27 - Cron – Ernesto Diaz

27 - Cron

This project is me documenting my journey of learning Ansible that is focused on network engineering. It’s not a “how-to guide” per-say, more of a diary. A lot of information on here is so I can come back to and reference later. I also learn best when teaching someone, and this is kind of me teaching.

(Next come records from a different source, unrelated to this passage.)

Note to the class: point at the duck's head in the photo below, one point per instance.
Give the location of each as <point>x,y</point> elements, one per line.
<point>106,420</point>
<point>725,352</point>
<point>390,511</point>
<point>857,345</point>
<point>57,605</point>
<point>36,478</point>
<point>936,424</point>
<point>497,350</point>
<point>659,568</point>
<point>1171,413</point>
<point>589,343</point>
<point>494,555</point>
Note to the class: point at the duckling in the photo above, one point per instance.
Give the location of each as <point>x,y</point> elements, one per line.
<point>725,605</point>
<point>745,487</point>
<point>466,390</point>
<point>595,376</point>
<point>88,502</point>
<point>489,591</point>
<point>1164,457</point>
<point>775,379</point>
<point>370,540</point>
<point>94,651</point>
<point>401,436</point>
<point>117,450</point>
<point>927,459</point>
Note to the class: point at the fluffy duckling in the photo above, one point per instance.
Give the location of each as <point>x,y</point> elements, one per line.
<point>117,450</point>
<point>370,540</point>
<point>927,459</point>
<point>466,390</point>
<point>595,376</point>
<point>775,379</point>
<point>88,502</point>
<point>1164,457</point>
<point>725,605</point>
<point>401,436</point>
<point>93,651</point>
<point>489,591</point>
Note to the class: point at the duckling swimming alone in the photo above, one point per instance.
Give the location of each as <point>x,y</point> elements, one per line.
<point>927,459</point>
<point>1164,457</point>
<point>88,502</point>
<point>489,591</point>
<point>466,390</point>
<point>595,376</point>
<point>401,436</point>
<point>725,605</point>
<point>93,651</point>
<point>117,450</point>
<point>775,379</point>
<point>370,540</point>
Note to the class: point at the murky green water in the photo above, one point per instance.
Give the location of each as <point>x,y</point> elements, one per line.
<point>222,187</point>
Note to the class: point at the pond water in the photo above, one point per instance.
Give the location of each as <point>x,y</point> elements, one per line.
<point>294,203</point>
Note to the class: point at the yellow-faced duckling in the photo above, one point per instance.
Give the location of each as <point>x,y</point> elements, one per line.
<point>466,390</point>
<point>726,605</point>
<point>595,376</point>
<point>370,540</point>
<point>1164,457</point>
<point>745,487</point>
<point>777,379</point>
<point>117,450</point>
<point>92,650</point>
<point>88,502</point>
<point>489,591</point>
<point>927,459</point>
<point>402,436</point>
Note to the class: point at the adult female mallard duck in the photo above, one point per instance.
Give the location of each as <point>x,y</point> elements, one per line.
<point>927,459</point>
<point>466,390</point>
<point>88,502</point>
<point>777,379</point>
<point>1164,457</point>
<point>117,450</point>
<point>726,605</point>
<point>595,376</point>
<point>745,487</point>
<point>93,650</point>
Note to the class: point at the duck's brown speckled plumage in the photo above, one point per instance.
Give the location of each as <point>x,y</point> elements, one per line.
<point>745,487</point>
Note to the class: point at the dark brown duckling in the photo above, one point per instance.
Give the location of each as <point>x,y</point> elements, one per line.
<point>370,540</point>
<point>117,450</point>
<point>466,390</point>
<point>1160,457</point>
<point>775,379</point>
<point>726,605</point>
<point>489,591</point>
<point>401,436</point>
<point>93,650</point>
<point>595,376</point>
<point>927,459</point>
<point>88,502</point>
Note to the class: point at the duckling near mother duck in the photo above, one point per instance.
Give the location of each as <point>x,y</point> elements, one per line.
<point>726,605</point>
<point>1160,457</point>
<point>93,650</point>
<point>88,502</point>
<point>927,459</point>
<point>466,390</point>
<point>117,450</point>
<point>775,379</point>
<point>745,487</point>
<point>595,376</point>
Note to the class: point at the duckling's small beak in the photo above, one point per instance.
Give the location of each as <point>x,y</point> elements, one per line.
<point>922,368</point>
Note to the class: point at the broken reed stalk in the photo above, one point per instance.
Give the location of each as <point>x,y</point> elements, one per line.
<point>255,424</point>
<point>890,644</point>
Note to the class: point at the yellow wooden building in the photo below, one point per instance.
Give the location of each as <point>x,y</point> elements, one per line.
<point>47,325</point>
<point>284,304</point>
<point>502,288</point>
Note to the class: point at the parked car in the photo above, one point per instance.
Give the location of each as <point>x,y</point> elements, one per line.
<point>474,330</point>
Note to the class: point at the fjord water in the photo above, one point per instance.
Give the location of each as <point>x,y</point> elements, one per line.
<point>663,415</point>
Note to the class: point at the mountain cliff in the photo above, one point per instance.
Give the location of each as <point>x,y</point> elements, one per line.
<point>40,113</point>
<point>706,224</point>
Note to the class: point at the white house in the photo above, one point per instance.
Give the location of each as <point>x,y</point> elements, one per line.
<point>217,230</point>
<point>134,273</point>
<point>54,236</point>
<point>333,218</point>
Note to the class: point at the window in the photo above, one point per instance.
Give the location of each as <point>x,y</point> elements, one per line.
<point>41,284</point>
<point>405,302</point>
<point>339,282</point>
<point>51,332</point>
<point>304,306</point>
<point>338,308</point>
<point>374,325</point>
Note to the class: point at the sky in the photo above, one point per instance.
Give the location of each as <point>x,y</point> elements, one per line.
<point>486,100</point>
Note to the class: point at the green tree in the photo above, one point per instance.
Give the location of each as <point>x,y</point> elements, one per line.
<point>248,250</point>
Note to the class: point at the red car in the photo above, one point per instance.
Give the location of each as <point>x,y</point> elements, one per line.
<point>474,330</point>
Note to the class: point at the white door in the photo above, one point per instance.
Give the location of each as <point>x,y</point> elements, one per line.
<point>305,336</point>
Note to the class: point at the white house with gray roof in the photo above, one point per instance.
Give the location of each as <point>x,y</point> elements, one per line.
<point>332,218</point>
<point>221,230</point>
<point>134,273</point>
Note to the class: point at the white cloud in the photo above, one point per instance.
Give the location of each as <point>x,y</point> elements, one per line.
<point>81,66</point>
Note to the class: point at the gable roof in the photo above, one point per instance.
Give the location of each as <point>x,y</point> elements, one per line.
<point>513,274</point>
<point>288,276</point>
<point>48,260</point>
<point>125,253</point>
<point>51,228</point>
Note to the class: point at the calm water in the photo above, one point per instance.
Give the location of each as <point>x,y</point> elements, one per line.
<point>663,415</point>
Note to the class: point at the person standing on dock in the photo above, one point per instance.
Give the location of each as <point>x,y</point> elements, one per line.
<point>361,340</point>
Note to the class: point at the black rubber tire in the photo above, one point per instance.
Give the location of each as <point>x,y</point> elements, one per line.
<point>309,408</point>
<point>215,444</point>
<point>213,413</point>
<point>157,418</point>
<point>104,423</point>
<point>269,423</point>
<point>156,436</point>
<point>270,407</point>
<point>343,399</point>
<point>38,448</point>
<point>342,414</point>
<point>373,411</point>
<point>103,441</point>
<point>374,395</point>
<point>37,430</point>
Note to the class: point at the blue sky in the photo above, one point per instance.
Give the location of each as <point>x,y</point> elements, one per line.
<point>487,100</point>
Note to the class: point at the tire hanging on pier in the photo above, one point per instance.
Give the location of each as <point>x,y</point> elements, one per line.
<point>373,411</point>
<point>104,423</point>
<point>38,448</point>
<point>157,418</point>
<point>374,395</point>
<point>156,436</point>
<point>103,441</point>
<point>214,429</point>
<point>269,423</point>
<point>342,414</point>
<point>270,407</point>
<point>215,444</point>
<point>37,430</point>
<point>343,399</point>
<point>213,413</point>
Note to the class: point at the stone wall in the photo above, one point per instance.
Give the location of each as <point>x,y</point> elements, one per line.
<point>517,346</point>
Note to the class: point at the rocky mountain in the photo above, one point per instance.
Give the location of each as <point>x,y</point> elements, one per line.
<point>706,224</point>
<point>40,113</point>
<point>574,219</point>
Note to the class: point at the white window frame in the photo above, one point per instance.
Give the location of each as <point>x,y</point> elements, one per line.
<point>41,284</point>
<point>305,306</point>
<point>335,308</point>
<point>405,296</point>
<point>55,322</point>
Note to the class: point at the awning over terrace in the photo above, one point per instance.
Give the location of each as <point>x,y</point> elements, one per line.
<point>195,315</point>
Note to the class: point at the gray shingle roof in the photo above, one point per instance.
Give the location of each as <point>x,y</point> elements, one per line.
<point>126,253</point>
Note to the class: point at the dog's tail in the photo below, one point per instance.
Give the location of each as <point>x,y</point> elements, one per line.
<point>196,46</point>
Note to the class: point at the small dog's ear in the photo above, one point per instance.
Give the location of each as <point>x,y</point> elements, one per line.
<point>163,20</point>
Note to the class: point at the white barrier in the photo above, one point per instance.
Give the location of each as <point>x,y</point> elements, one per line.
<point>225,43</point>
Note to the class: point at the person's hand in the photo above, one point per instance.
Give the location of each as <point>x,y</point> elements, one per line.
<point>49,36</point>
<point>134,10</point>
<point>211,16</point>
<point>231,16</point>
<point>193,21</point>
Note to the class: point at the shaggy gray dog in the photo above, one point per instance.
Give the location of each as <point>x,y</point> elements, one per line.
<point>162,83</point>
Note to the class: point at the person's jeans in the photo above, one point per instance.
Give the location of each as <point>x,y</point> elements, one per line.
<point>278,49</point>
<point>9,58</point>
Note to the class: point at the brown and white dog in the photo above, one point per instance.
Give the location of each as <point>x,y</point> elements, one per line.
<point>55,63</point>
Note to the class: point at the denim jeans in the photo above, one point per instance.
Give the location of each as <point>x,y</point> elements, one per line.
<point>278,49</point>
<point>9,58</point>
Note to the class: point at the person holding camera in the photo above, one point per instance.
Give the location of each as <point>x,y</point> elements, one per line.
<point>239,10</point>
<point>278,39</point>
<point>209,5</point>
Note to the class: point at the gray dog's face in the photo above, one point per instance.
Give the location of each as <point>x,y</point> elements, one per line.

Part 27: Scheduling Automation with Cron

A playbook that only runs when someone manually executes it is half-automated. Configuration backups that depend on an engineer remembering to run them will be missed. Compliance checks that only happen before audits find problems too late. Cron turns one-time playbooks into recurring operational processes — and understanding both its capabilities and its limits is what determines when it’s the right tool and when something more capable is needed.

27.1 — Cron Fundamentals

Cron is Ubuntu’s built-in job scheduler. It runs commands at specified times by reading entries from a crontab file. Each user has their own crontab, and there’s a system-level crontab for root-owned jobs. For network automation on the control node, all jobs run under the user account that owns the Ansible project and virtualenv.

The Five Fields

Every crontab entry has five time fields followed by the command:

┌─────────── minute        (0-59)
│ ┌───────── hour          (0-23)
│ │ ┌─────── day of month  (1-31)
│ │ │ ┌───── month         (1-12 or jan-dec)
│ │ │ │ ┌─── day of week   (0-7, both 0 and 7 = Sunday, or mon-sun)
│ │ │ │ │
* * * * *   command to run

Field values accept four forms:

*           Any value           — every minute, every hour, etc.
5           Exact value         — only when the field equals 5
1-5         Range               — values 1 through 5 inclusive
*/15        Step                — every 15 units (0, 15, 30, 45)
1,15,30     List                — exactly these values

Common schedule patterns in plain English:

0 2 * * *       Every day at 02:00
0 2 * * 0       Every Sunday at 02:00
0 2 * * 1-5     Weekdays at 02:00
*/15 * * * *    Every 15 minutes
0 */6 * * *     Every 6 hours (00:00, 06:00, 12:00, 18:00)
0 2 1 * *       First day of every month at 02:00
0 2 1 1 *       January 1st at 02:00 (annual)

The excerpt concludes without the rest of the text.